If the answer is NO: two reasons are possible:
-
No one has review or created the media list, check in this directory and look at the expected format on the bottom of the page. An unverified media list can be present here, if is not, sent to us an email at trackmap at tacticaltech dot org (because we have some not refined list usable as starter) of provide to us list from your own.
-
No one has yet runs the script from your country: In this case, read the sections below
If the answer is YES: perfect, this mean that someone has already run the script: you can still help, because different ISP and different Geographical locations in a country brings different results, having multiple feedback can be useful for further analysis and comparison.
If you're a Media aware citizen, we need a reliable media list for every country. In the chapter above is explained what is important, use git to help us or open an issue.
If you're a Linux user you can help running the script and collecting result from your country. Is needed a distributed effort, because the Internet is perceived differenty from different location. You can run the script explained below, and it will automatically send the results to our hidden service.
The procedure reported use an apt-get based system (Debian/Ubuntu etc), and a couple of experimental option (Vagrant and Docker) RUN THIS TESTS VIA Tor IS POINTLESS: because the important data are obtained via traceroute, and works in a lower level than Tor (also works in UDP, that cannot be anonymised), so if you don't feel safe, just don't contribute. anyway no personal information are collected, your computer is just used to see "how your ISP connects citizen like you"
Tor is used when the script has completed the collection, because we anonymize the users interacting with us.
only tested in Ubuntu (may work in other distribution, but is untested) Create a directory to store the project files and change directory there:
mkdir trackmap
cd trackmap
wget -c https://raw.githubusercontent.com/vecna/helpagainsttrack/master/setup.sh
bash setup.sh
This script uses sudo
to execute some commands, so it will ask for your password when it executes. The project
scripts are installed in a subdirectory called helpagainsttrack.
If you read "OK" at the end, go to the section Run the test script
Install some base requirements (run with sudo):
sudo apt-get update
sudo apt-get install tor git wget torsocks -y
sudo apt-get install traceroute python-pip gcc python-dev libgeoip-dev -y
sudo apt-get install geoip-database libfontconfig1 -y
sudo pip install GeoIP tldextract termcolor
Create one directory for store the project files:
mkdir trackmap
cd trackmap
wget https://github.com/vecna/helpagainsttrack/archive/master.zip
unzip master.zip
cd helpagainsttrack-master
./fetch_phantomjs.sh
Change directory to the directory where you installed the test script and run:
./perform_analysis.py NAME_OF_YOUR_COUNTRY
If you have not installed phantom 1.9.2 on the path specified above, but are using your distribution's phantomjs, add the option lp (local phantom):
./perform_analysis.py NAME_OF_YOUR_COUNTRY lp
To see a list of countries, just tape something random, the script show the available countries (or check here )

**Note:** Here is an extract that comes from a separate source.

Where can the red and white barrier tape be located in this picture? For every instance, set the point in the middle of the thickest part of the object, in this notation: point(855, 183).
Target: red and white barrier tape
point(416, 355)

When you've completed the collection, and the script report:
Data collected has been sent, Thank You! :)
you can safely delete the directory trackmap created at the beginning
When the script start asks for four (they are optional, but useful) Information that will never be released:
- Your name: is not important, but if we already known you or meet you in the future, we can say thankyou :)
- Your city: this maybe relevant because results from city very far among, reports different results.

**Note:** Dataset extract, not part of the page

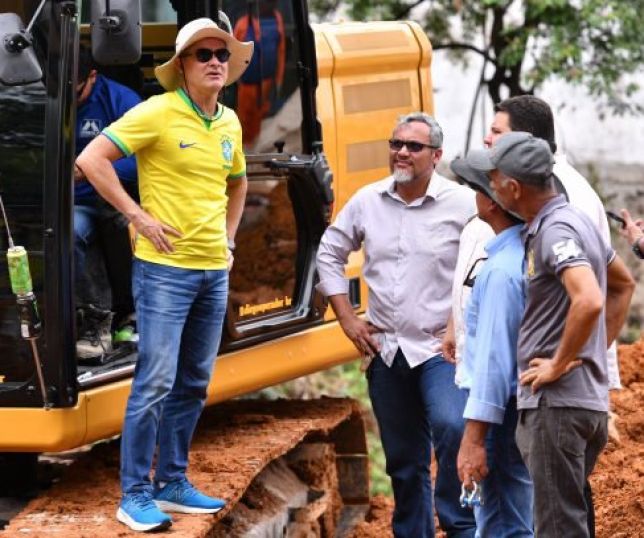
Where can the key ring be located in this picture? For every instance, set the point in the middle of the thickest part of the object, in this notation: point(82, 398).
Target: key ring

- Your contact: an email or jabber, but is a free text. Put also a GPG fingerprint if you like, can be useful if eventually we've to contact you in the future. very likely, to run again the test.
- Your ISP: if you know it, can be useful, because in the same country different ISP return lightly different results.

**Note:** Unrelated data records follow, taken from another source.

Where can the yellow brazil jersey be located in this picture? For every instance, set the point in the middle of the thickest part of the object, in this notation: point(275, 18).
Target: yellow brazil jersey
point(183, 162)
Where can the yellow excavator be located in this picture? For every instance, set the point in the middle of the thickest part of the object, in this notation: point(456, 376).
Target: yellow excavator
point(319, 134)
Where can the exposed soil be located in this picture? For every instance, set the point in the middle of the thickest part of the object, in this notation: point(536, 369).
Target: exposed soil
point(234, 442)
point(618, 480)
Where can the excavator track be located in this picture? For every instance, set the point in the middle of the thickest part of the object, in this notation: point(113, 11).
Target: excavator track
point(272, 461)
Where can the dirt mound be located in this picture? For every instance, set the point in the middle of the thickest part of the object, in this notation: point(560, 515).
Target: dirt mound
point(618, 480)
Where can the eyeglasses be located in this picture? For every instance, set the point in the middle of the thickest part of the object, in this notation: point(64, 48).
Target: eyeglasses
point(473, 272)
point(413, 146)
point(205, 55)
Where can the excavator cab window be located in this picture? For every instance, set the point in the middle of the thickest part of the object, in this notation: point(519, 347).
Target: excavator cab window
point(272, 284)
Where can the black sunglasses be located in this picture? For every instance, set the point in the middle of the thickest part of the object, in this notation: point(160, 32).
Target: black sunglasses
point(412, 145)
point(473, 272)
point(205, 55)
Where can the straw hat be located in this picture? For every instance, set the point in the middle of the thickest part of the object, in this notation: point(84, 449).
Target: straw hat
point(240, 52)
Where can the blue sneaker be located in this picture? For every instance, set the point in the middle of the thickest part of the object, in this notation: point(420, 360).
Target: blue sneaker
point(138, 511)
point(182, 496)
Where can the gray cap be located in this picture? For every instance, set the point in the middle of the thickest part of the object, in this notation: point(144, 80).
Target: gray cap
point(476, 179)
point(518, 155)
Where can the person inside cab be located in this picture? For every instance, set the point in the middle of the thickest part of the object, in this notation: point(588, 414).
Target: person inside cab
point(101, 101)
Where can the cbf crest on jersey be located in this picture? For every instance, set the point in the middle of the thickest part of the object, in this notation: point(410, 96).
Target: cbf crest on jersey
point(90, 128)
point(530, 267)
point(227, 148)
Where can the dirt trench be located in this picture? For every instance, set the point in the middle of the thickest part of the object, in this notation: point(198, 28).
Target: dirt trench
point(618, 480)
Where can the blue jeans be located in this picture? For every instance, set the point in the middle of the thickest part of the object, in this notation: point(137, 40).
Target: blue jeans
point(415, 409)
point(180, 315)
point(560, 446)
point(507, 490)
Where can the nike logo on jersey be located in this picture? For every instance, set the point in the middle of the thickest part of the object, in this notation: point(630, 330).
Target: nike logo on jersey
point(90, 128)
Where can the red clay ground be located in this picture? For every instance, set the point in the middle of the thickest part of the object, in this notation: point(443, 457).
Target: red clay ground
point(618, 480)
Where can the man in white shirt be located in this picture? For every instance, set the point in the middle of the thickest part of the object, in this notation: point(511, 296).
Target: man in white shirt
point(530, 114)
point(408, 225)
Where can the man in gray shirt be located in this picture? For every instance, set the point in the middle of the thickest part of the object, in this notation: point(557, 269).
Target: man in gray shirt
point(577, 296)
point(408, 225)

Few Bandwidth/CPU/disk resources are needed. Is not possible make a precise estimation, because the executed operations depends directly from the amount of media website under analysis, anyhow, based on the past experience:
- A list with around 200 media site starts for (200 + 50) times a "one time browser". It use 5-10 seconds each. more or less expend 300 Kb for each website ( ~75 megabyte used in download ).
- For every media fetch, 7 to 20 hosts are discovered to be included. the script need process them in such ways:
- every host is resolved in an IPv4 address, this help to minimize duplicated result (happen quite often that different hosts has the same IP address). Depends on the first point, but commonly are between 1400 - 1700 unique hosts. This operation require 40 to 90 minutes.
- For every resolved IPv4, perform a reverse DNS resolution. This operation is slower than the previous one, require at lest 60 to 120 minutes.
- Then, for every unique IPv4 address, start a traceroute. it use at least four hours (up to 8), expend not so much bandwidth.
- The script require more or less 12 hours to be completed, and at the end send to us 20-30 megabytes of data
You can interrupt the script execution with control+C, and when the command is given again, it resume the previous execution. To start a new collection, remove the 'output' directory.
Is very likely have a stable network. If you can avoid WI-FI (or be physically near the access point), it is better.
- an HTTP connection (using phantomjs) to every news media under analysis
- Collect all the URL included as third party (trackers, ADS, social)
- Dump <object> elements ( Can be used for future analysis. analyzing this code, we can point out who are the worst tracker ;) this analysis is not yet done.)
- Perform traceroute for every included URL
- GeoIP conversion from every IP included.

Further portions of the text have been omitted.